An organized search didn’t start until 8:30 a.m. on Monday. Marsh’s body was located two hours later.

According to the Appalachian Mountain Club’s Maine Mountain Guide, at 4,180 feet high, Old Speck is Maine’s third-highest peak.

Called out again

Many of the same rescuers also returned late Tuesday afternoon to the Eyebrow Trail area to help carry out a Rumford hiker, Thomas Culver, 30, who suffered dehydration seizures.

Latti said a group of hikers reached the tower on Old Speck without problem climbing the Appalachian Trail, also known as Old Speck Trail, a distance of about four miles.

Then, they turned around to hike back to the parking lot. Just above the Eyebrow Trail intersection with the Appalachian Trail, nearly two miles up the mountain, Culver began to have seizures, Latti and Baribeau said.

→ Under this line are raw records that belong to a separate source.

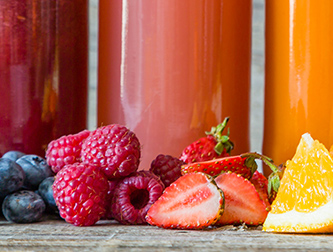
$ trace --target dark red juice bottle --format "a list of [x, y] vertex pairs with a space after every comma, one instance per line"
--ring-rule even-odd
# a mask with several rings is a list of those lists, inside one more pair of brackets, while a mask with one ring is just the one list
[[88, 0], [0, 0], [0, 154], [86, 128]]

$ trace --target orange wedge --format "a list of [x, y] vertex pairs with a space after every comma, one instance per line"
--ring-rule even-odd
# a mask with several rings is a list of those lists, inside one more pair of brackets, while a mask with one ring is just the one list
[[302, 136], [288, 160], [263, 231], [333, 232], [333, 159], [310, 134]]

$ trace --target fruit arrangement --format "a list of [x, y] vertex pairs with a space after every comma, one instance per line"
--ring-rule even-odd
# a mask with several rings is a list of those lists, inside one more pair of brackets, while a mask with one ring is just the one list
[[[17, 220], [12, 212], [9, 221], [38, 221], [48, 208], [76, 226], [100, 219], [178, 229], [260, 225], [278, 190], [279, 170], [258, 153], [232, 156], [229, 129], [223, 135], [228, 120], [185, 147], [179, 157], [159, 154], [147, 171], [139, 170], [139, 139], [119, 124], [51, 141], [46, 161], [15, 151], [12, 161], [5, 154], [2, 162], [10, 163], [16, 180], [13, 186], [0, 183], [4, 215], [9, 206], [24, 212], [7, 203], [24, 200], [34, 202], [36, 213]], [[272, 168], [273, 182], [257, 171], [256, 160]]]
[[148, 210], [151, 225], [203, 229], [209, 226], [262, 224], [270, 211], [268, 180], [257, 169], [257, 153], [181, 166], [183, 174]]
[[100, 219], [146, 223], [164, 184], [152, 172], [138, 171], [140, 148], [136, 135], [118, 124], [49, 143], [46, 159], [57, 171], [53, 195], [60, 216], [76, 226]]
[[[232, 155], [228, 118], [179, 157], [159, 154], [139, 170], [134, 132], [112, 124], [62, 136], [45, 159], [8, 151], [0, 158], [0, 200], [15, 223], [60, 215], [76, 226], [113, 219], [124, 225], [207, 229], [263, 225], [266, 232], [333, 232], [333, 146], [310, 134], [295, 156], [276, 166], [259, 153]], [[272, 170], [257, 170], [261, 160]]]

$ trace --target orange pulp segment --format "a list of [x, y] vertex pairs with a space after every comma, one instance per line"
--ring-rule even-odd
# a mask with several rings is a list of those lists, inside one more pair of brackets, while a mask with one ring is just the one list
[[280, 188], [263, 225], [268, 232], [333, 232], [333, 159], [310, 134], [302, 135], [286, 163]]
[[331, 157], [333, 158], [333, 144], [331, 145], [331, 148], [330, 148], [330, 154], [331, 154]]

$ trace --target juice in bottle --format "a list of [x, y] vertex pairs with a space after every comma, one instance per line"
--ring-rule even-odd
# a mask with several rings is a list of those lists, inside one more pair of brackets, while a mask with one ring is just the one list
[[0, 0], [0, 154], [86, 128], [87, 0]]
[[303, 133], [333, 143], [332, 17], [330, 0], [266, 1], [263, 154], [277, 164]]
[[140, 169], [229, 116], [249, 150], [251, 0], [100, 0], [98, 125], [142, 144]]

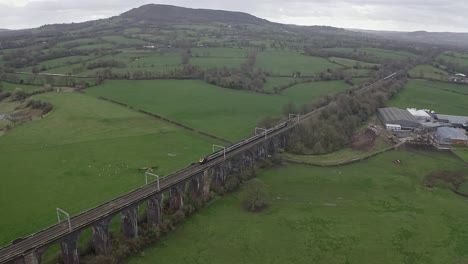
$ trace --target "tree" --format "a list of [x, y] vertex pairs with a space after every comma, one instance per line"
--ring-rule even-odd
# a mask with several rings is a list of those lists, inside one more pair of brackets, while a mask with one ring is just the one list
[[268, 205], [266, 185], [259, 179], [252, 179], [245, 185], [242, 205], [251, 212], [258, 212]]

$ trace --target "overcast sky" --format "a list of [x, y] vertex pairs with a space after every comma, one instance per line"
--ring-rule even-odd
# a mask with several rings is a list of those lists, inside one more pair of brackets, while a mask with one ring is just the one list
[[243, 11], [299, 25], [468, 32], [467, 0], [0, 0], [0, 28], [107, 18], [148, 3]]

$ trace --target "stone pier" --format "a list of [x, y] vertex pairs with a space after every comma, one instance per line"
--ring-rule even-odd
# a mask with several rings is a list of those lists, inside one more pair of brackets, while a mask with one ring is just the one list
[[148, 199], [146, 217], [148, 224], [159, 225], [163, 220], [163, 200], [164, 194], [153, 195]]
[[80, 264], [78, 248], [76, 247], [80, 233], [70, 234], [60, 242], [62, 246], [62, 258], [64, 264]]
[[198, 203], [203, 194], [203, 174], [193, 176], [189, 182], [189, 198], [191, 202]]
[[96, 255], [110, 255], [111, 239], [109, 233], [109, 224], [112, 218], [106, 218], [93, 226], [93, 243]]
[[120, 229], [127, 239], [138, 237], [138, 206], [130, 206], [120, 213]]
[[171, 188], [169, 208], [171, 212], [175, 212], [184, 206], [184, 193], [185, 193], [185, 182], [176, 184]]

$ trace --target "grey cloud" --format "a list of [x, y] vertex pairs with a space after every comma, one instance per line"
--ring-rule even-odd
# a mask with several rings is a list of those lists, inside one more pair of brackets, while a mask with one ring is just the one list
[[444, 0], [0, 0], [0, 28], [81, 22], [110, 17], [147, 3], [243, 11], [275, 22], [383, 30], [468, 31], [468, 5]]

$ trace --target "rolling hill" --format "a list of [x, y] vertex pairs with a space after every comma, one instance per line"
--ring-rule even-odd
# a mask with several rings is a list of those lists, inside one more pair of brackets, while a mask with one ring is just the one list
[[120, 15], [122, 18], [153, 23], [246, 23], [269, 24], [268, 20], [242, 12], [193, 9], [171, 5], [149, 4], [134, 8]]

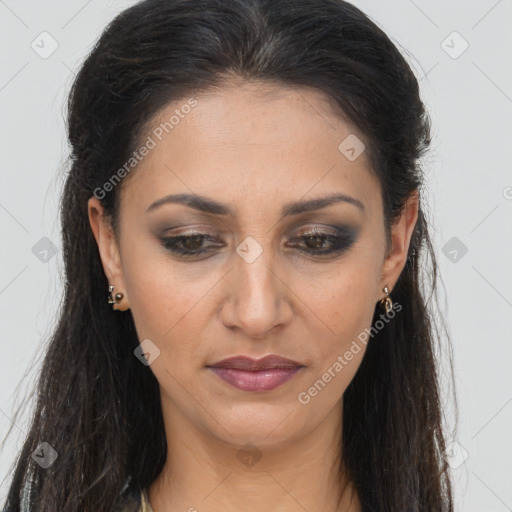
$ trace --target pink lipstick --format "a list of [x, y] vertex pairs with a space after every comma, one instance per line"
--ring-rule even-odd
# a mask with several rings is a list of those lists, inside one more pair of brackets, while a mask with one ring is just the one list
[[269, 355], [261, 359], [230, 357], [207, 368], [243, 391], [271, 391], [290, 380], [304, 366], [291, 359]]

The girlfriend stayed with Culver, who also fell on the trail and scraped a knee and was unable to walk due to dehydration. The others hiked out and called 911. Latti said the warden service was notified at about 4:45 p.m. and sent four wardens. Other rescuers responding included, Mahoosuc Rescue; Bethel Rescue; Andover, Mexico and Rumford firefighters, and Outward Bound of Newry. Overall, about 30 people came to help.

Latti said a medical team went up first to determine if it could rehydrate Culver with intravenous fluids. But that failed, and they realized Culver was unable to walk, so a carry-out team hiked up and brought him out to the parking lot by about 11:30 p.m. Culver was then taken by ambulance to Rumford Hospital.